Baptism was never meant simply to be the subject of debate. It was meant to be the first step of obedience in a believer’s life. It was the first step in a changed life.
“Let us hold fast“, v. 23. Wait a minute! Doesn’t this verse contradict v. 22? How can we have “full assurance” if we have to “hold fast”? After all, aren’t we just supposed to “let go and let God”?
Not at all. That heart and life in which God has worked, v. 16, will hold onto God, cf. John 6:66-68. See also 1 Timothy 6:12. V. 23 draws our attention to the faithfulness of God. Our “assurance” is not that we’ll be saved if we’re “faithful to the end.” Our assurance, based on vs. 16-18, is that if God has worked in our hearts and lives to bring us to Jesus Christ and has made His word real and precious to us – our assurance in such a case is that we will be saved because God is faithful. We couldn’t keep ourselves saved for five minutes! Hold fast our profession of faith in God, not in ourselves!
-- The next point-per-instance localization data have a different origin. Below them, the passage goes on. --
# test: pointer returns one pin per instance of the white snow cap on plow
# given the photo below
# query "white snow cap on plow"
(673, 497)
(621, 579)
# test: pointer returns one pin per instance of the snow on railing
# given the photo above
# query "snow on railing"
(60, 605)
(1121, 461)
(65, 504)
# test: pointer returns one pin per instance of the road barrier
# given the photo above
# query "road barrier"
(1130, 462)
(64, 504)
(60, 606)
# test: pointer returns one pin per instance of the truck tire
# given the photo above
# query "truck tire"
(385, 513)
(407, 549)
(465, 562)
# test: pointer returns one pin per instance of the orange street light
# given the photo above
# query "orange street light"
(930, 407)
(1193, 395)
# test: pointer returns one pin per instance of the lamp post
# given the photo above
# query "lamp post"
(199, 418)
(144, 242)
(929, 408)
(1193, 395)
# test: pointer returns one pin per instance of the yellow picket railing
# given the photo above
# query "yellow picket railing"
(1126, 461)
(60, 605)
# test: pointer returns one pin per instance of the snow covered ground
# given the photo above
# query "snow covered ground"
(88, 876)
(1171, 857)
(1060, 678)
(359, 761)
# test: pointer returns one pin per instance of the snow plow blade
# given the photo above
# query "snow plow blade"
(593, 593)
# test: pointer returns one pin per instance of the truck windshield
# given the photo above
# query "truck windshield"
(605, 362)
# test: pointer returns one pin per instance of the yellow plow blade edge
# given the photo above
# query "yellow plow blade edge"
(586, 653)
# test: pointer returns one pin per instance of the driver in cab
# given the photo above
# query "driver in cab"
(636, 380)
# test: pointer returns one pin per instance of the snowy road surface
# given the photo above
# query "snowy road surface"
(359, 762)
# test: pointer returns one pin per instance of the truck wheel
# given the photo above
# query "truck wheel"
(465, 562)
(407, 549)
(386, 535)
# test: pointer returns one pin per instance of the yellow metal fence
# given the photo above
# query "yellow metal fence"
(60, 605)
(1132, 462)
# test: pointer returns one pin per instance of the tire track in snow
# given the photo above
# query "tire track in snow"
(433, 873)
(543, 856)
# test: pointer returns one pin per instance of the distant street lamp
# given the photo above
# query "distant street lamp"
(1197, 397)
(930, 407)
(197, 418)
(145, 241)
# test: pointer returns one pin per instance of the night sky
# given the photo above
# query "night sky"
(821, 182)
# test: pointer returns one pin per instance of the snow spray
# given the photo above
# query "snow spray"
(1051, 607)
“Let us consider one another“, vs. 24. The problem with having to “hold on faithful to the end” is that we’re always thinking about ourselves. Have we been “good enough”? Have we “done” enough? But this verse shows us that we’re not to be “self-centered,” but “saint-centered”.
Vs. 24, 25 give a good description of Christian love. It’s not a “hands-off, pat-you-on-the back” regardless of how you live or what you believe. True love cares enough to confront those things which are not in line with Scripture. In the culture in which we live, this has become vitally important. Today it’s all about “inter-faith” dialogue and cooperation. This is simply the fruition of the “ecumenical movement” begun decades ago. Paul addressed this situation in a church which prided itself on its “tolerance:” Do not be unequally yoked together with unbelievers. For what fellowship [interests-in-common] has righteousness with lawlessness? And what communion has light with darkness? And what accord has Christ with Belial? Or what part has a believer with an unbeliever? 2 Corinthians 6:14, 15. How can those who say they believe in the crucifixion of the Lord Jesus “cooperate” with those which deny Him or teach that the Cross is a “monstrous falsehood”?
3. Pursuit, v. 26.
Without wishing to lapse into the heresy that salvation can be lost, let us at the same time strongly emphasize the Biblical teaching that grave responsibilities are entered into by those who profess the name of the Lord Jesus. We are dealing with eternal issues in Christianity, issues which will save or damn men’s souls. It is never just a matter of opinion: “That’s what you believe,” or “It doesn’t matter what you believe.” Nor is it simply a matter of opportunity: “Well, yes, I believe in Jesus, but there are too many other things I have to take care of.” Christianity is a matter of “orthodoxy,” which is not what the church or scholars or theologians say it is, but what God says it is. It’s not about this or that “church” or this or that denomination.
And “orthodoxy” contains serious warnings. There is one in v. 26.
Verse 26 follows v. 25 and shows that “forsaking the assembly” isn’t about an occasional absence from church. It refers to a habitual and deliberate turning away from the church. However, this is more than just about church “attendance.” The warnings in Hebrews are connected and cumulative. The first warning deals with “drifting” with regard to the Word of God. Hebrews warns against a casual and complacent attitude toward the truths of Scripture, something which even “churches” are capable of, and guilty of. Too many are concerned more with personalities or programs than they are with the proclamation of the truths of God Word. The danger of such “drifting” is that it leads to damnation, as we see here. We’re not talking about the loss of salvation. The person or church which develops a “take-it-or-leave-it ” attitude with reference to the teachings of God’s Word gives evidence that they were never His to begin with.